I don’t want to use any libraries (seeing as I’ve already got memory problems in my project)

Challenge accepted! :wink:

It seems counter-intuitive, but NeoGPS can almost certainly make your program smaller, faster and more accurate. With the proper configuration, a NeoGPS sketch has always been hundreds or thousands of bytes smaller than the original program. Since you aren’t parsing anything yet, and it doesn’t quite work, you won’t see the same program size reduction, but it can save a lot of RAM, though.

Is that your entire program? I don’t know if it’s important to you, but it’s going to miss some updates, and it may not even save the whole sentence. The baud rate command probably doesn’t work, either. But…

Would you use 1300 bytes of program space to save 400 bytes of RAM and get reliable logging?

Do you use any of the GPS information? Maybe an altitude test? Or is it just for logging?

You could also save several thousand bytes of program space if you put the GPS on pins 0 & 1. Then, you wouldn’t need SoftwareSerial. You could still do debug prints, but you’d have to disconnect the Arduino RX wire (to GPS TX) to upload a new sketch.

Coincidentally, most of the NeoGPS examples output a CSV format of the parsed values. I import them into a spreadsheet all the time.


2) When I print the "gpssentence" Buffer I always get some corrupted characters. It usually looks something like this:


Are you 'printing' more characters than is in the buffer perhaps ?

Are you 'printing' more characters than is in the buffer perhaps ?

In this example I do, yes. However that is intentional, as I need a "reserve" in the array because the length of the gps string is not always the same. The problem is that even If I give the buffer a starting value, say: 66 times '0' I get these corrupt characters when printing the entire buffer.

Also, that definitely is the entire message. I've tried with a 80 bit buffer too.

Seems the OP did not read my previous post. I think the message is more than the 65 characters long (the buffer size 66 -1 for the terminating zero) so is writing outside the buffer reserved for it. Any write to a variable declared following the buffer declaration could be overwriting the end of the message and so showing up as corrupt characters in the message!

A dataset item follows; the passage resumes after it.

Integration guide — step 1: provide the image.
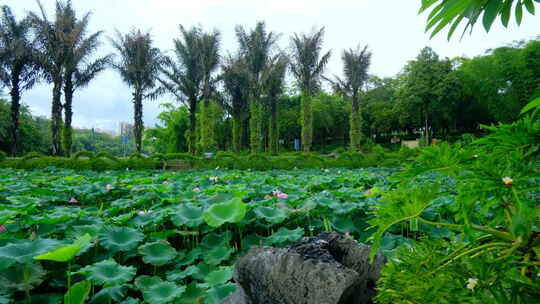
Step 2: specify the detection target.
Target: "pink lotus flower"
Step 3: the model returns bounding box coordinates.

Seem the OP did not read my previous post.

Or mine. -_-

that definitely is the entire message.

No, that's not the entire message, for a variety of reasons.

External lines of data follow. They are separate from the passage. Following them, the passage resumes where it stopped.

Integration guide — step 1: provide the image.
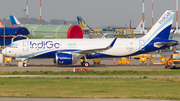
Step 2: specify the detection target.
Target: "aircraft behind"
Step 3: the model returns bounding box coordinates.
[77,16,92,29]
[2,10,178,67]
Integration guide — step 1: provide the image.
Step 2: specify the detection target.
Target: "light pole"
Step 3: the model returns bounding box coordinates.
[3,18,6,48]
[23,9,26,24]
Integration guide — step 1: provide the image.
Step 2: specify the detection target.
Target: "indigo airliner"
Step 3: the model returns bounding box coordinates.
[2,10,178,67]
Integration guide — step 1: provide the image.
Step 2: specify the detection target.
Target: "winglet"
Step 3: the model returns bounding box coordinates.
[109,37,117,48]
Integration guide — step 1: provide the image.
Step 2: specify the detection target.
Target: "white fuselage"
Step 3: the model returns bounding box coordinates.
[3,38,140,58]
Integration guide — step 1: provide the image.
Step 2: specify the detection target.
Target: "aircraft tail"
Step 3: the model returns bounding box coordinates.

Why save the message if you're just printing it? That's just an echo program:

void loop()
  if (GPS.available())
    Serial.write( );

I'm sorry if I have misunderstood something, but I have already used the function -dev- posted to print the sentence:

void loop()
  if (GPS.available())
    Serial.write( );

I only got what I get using my other function. Therefore I assumed that this was the whole message? But maybe I am wrong?

The reason I am saving it is because, apart from printing it, my entire program (which is more than 500 lines long, and I therefore have not posted) also saves the sentence to an SD card and transmits it via Radio. Therefore it is handy to have it saved in a buffer.